For a (multiplicative) group $G$ and $g\in G$, set $|g|=m\gt 0$ if $g^m=1$ and $g^k\neq 1$ for all $k$, $0\lt k\lt m$; and $|g|=0$ if $g$ is not a torsion element.
If $G_1,\ldots,G_n$ are a finite collection of groups, then $|(g_1,\ldots,g_n)| = \mathrm{lcm}(|g_1|,|g_2|,\ldots,|g_n|).$ (Prove it; remember that $\mathrm{lcm}(0,n) = 0$ for all $n$).

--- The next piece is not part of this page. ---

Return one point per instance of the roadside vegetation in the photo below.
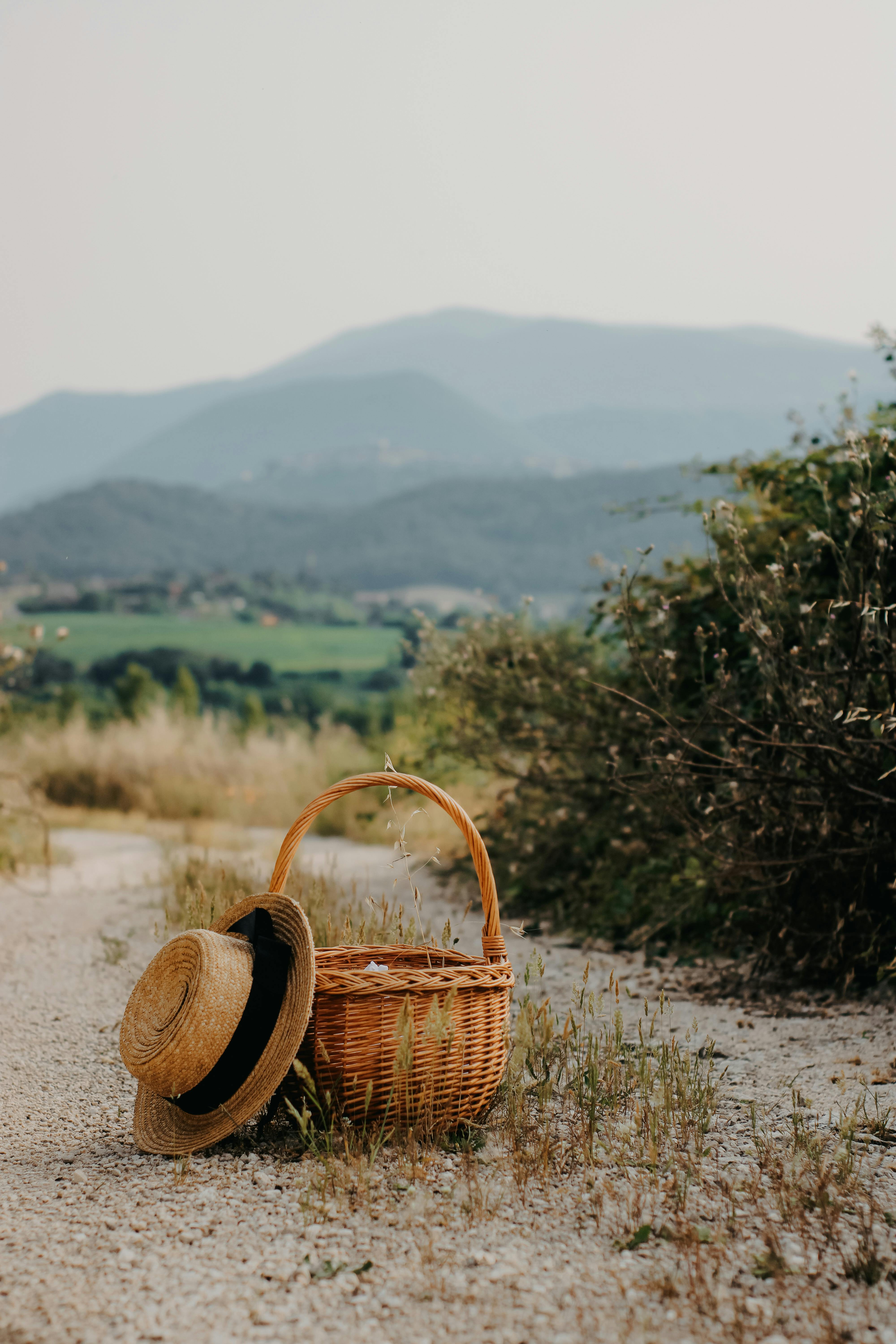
(711, 765)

More generally, if $G$ is a group, $g_1$ and $g_2$ are two elements that commute, and $\langle g_1\rangle\cap\langle g_2\rangle = \{1\}$, then $|g_1g_2| = \mathrm{lcm}(|g_1|,|g_2|)$: since $g_1$ and $g_2$ commute, then $(g_1g_2)^n = g_1^ng_2^n$. If $(g_1g_2)^k = 1$, then $g_1^kg_2^k=1$, so $g_1^k = g_2^{-k}\in\langle g_1\rangle\cap\langle g_2\rangle=\{1\}$, so $g_1^k = g_2^k = 1$, hence $|g_1|$ divides $k$, and $|g_2|$ divides $k$.